Los recuerdos de la infancia son, por así decir, perfectos. Un abuelo siempre sonriente, que vivía “a la vuelta” y de cuya casa me separaban, en mis mejores épocas de velocista, apenas 7 u 8 segundos. Una “casa de los abuelos” casi ideal, con árboles frutales sabiamente plantados, de modo que durante todas las estaciones había algo para saciar nuestra insaciable estómago... Un galponcito con las más variadas herramientas, con las que fabricar barriletes, camiones, escopetas de madera, “nunchakus”, arcos y flechas y jabalinas y kartings con rulemanes... Y sobre todo tiempo, mucho tiempo, porque el abuelo -si bien trabajó hasta casi los 90- ya no tenía obligaciones tan urgentes. Además la abuela siempre tenía un plato disponible y recibía la visita de sus nietos como si hubiera fiesta. Comida sencilla, pero siempre abundante: ¡ay de aquél que no repetía!

En su casa siempre había música: no sólo la radio de Colón -con la inconfundible música de las necrológicas, ante la cual el silencio debía ser absoluto- sino porque el abuelo “chiflaba” mientras hacía sus cosas. Chiflaba de una manera original, con un vibrato que permitía reconocerlo a lo lejos. Había sido músico en su juventud, y conservó ese gusto hasta el final.

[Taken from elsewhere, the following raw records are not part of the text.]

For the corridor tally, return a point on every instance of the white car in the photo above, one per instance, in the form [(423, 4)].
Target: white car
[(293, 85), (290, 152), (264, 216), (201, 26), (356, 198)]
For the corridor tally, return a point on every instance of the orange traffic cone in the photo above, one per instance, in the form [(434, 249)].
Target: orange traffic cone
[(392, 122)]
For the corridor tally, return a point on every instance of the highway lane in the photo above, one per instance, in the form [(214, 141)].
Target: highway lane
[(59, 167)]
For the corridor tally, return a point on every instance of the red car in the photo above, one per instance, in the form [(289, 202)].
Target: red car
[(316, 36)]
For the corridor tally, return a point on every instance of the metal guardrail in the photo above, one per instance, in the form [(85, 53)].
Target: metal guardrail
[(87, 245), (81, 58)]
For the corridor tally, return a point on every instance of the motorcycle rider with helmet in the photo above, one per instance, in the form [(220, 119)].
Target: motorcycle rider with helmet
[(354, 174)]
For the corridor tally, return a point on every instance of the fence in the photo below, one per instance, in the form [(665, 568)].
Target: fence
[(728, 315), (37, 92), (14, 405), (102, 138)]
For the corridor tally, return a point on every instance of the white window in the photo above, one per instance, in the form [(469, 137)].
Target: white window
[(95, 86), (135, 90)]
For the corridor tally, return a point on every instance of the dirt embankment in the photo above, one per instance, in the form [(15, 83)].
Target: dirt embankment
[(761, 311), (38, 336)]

En lo del abuelo siempre había un buen tarro de harina y grasa del campo, para que apenas cayeran un par de milímetros, nos reuniéramos a disfrutar tortas fritas. Inolvidables también son las tardes de chinchón, escoba de quince y “chichiriplé”, como ellos llamaban a un juego de cartas apasionante para nuestras mentes infantiles. Por si algo faltaba para completar el cuadro, al abuelo le gustaba el pescado y pescar... y ¡era de River!, por lo que nunca estaba sólo, ni en las victorias ni en las cargadas de la derrota.

Con el tiempo el abuelo fue envejeciendo y yo fui creciendo. La relación se fue distanciando -por la menor frecuencia de las visitas- a la vez que profundizando. Recuerdo su apoyo incondicional en mi vocación, su alegría ante cada reencuentro, su interés sincero por mis estudios y mis actividades ministeriales. En los últimos tiempos me saludaba así: “mi querido sacerdote”, casi emocionado.

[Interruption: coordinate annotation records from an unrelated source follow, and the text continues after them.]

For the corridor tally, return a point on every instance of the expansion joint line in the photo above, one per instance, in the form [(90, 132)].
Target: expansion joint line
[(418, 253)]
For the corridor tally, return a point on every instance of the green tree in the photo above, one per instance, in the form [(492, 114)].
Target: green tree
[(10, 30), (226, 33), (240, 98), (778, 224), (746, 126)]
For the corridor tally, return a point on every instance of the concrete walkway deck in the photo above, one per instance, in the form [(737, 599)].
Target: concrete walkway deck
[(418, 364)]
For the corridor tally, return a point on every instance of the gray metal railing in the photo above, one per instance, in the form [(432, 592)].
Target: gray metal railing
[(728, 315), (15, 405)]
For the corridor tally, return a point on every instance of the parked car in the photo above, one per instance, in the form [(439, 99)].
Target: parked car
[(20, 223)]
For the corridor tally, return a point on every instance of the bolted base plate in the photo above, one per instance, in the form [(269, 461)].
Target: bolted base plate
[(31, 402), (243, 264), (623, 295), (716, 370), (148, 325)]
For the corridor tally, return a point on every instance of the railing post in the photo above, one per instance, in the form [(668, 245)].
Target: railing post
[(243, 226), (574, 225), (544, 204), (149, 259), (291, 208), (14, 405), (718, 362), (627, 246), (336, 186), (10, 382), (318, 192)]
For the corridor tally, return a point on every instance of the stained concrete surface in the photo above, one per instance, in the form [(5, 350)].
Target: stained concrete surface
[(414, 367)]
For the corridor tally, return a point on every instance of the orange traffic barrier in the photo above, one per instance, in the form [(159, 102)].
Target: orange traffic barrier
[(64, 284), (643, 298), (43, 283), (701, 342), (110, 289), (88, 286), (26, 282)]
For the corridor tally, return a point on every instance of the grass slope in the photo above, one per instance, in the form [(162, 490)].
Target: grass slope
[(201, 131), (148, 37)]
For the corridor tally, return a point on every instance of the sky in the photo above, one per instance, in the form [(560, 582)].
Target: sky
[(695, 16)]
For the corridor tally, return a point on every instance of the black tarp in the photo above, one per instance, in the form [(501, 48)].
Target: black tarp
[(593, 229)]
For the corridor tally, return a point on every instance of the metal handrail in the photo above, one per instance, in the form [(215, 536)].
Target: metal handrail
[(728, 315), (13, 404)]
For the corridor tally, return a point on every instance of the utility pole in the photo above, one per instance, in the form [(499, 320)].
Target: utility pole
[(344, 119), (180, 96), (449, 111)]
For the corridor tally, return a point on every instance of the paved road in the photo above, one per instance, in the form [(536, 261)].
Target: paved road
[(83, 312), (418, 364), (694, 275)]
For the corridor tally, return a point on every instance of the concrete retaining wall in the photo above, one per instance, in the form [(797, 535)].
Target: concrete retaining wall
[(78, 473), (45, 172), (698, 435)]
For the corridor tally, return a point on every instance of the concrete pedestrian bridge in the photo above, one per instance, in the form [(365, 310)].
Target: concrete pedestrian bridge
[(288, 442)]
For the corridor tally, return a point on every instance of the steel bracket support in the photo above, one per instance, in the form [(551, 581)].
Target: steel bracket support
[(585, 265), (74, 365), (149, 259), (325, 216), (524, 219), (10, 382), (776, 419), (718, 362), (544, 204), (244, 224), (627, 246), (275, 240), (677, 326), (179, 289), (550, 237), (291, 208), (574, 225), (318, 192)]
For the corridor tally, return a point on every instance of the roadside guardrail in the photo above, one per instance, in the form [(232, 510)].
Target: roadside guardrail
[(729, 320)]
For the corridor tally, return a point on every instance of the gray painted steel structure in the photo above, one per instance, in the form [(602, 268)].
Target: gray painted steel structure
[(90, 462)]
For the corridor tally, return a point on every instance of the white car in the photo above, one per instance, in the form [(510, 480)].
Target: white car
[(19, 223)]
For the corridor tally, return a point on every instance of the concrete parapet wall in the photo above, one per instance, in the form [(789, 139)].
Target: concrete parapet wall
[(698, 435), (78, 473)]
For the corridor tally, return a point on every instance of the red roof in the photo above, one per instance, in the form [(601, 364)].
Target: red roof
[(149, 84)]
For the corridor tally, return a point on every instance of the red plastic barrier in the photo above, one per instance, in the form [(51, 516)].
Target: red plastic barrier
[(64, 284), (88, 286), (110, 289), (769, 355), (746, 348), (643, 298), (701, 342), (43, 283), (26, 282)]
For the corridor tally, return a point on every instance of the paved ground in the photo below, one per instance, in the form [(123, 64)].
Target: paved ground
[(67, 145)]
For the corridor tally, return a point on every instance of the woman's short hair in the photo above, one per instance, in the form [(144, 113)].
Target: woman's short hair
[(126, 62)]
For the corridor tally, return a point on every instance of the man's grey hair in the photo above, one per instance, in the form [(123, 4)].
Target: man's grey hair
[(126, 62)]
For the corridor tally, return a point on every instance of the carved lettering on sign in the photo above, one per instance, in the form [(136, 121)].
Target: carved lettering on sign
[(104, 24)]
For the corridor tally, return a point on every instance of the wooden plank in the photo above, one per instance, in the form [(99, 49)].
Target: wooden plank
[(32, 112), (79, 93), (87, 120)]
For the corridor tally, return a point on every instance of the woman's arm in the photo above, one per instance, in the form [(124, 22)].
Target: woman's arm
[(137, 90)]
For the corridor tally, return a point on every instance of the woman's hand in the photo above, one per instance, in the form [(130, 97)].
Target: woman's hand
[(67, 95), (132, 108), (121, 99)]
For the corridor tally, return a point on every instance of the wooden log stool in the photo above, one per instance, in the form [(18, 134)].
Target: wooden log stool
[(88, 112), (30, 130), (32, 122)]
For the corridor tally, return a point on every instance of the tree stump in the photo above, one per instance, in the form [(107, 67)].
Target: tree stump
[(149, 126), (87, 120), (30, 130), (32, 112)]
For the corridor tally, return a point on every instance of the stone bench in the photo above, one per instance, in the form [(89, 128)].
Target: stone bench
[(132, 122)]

Después de la partida de la abuela, muchas veces solía decir “para qué uno vendrá tan viejo” Sus amigos del truco se iban yendo -sobrevivió a casi todos- y sentía, más que soledad, el ser un “peso” para los demás. Varias veces me dijo que “tenía las valijas hechas” para cuando Dios lo quisiera llamar. No sólo esperaba la muerte por sentirse poco útil: sobre todo porque era creyente, porque esperaba la vida eterna.

Y si me permiten un último recuerdo, me parece que su carácterística fundamental fue -no sé si es la palabra adecuada- la tozudez. Cuando pasó la barrera de los 80, parecía conveniente que se cuidara más, que descansara, pero, ¿quién lo podía convencer?. Y seguía subiéndose a las escaleras para pintar la casa, y cortando el pasto con su vieja máquina eléctrica en horas cercanas al mediodía, y saliendo a hacer los mandados los días de lluvia, con el riesgo de caerse... De hecho, se cayó, en los últimos años, decenas -o quizá centenares- de veces, algunas de ellas por ir a Misa. Pero no había forma: no se lo podía detener. ¿Era esto una virtud o un defecto? Depende de donde se lo mire. Alguno puede decir: “es falta de prudencia, es poner en riesgo la salud sin necesidad, es falta de caridad para los que te tienen que cuidar”.

Yo prefiero pensar: ¡Gracias, abuelo, por ese último testimonio de constancia! Por querer vivir hasta el último momento en camino, por levantarte cada vez y volverlo a intentar. Sin proponértelo, me -nos- dejaste una gran enseñanza: aunque caigamos, aunque lleguemos a caernos varias veces al día, no dejemos de caminar mientras nos lo permitan nuestras fuerzas. Que el final de nuestro camino, aunque tengamos las rodillas machucadas por los porrazos, cuando el Señor nos llame a su presencia, podamos reencontrarnos y sentarnos juntos en la mesa del banquete del Reino, donde creemos firmemente que ya estás.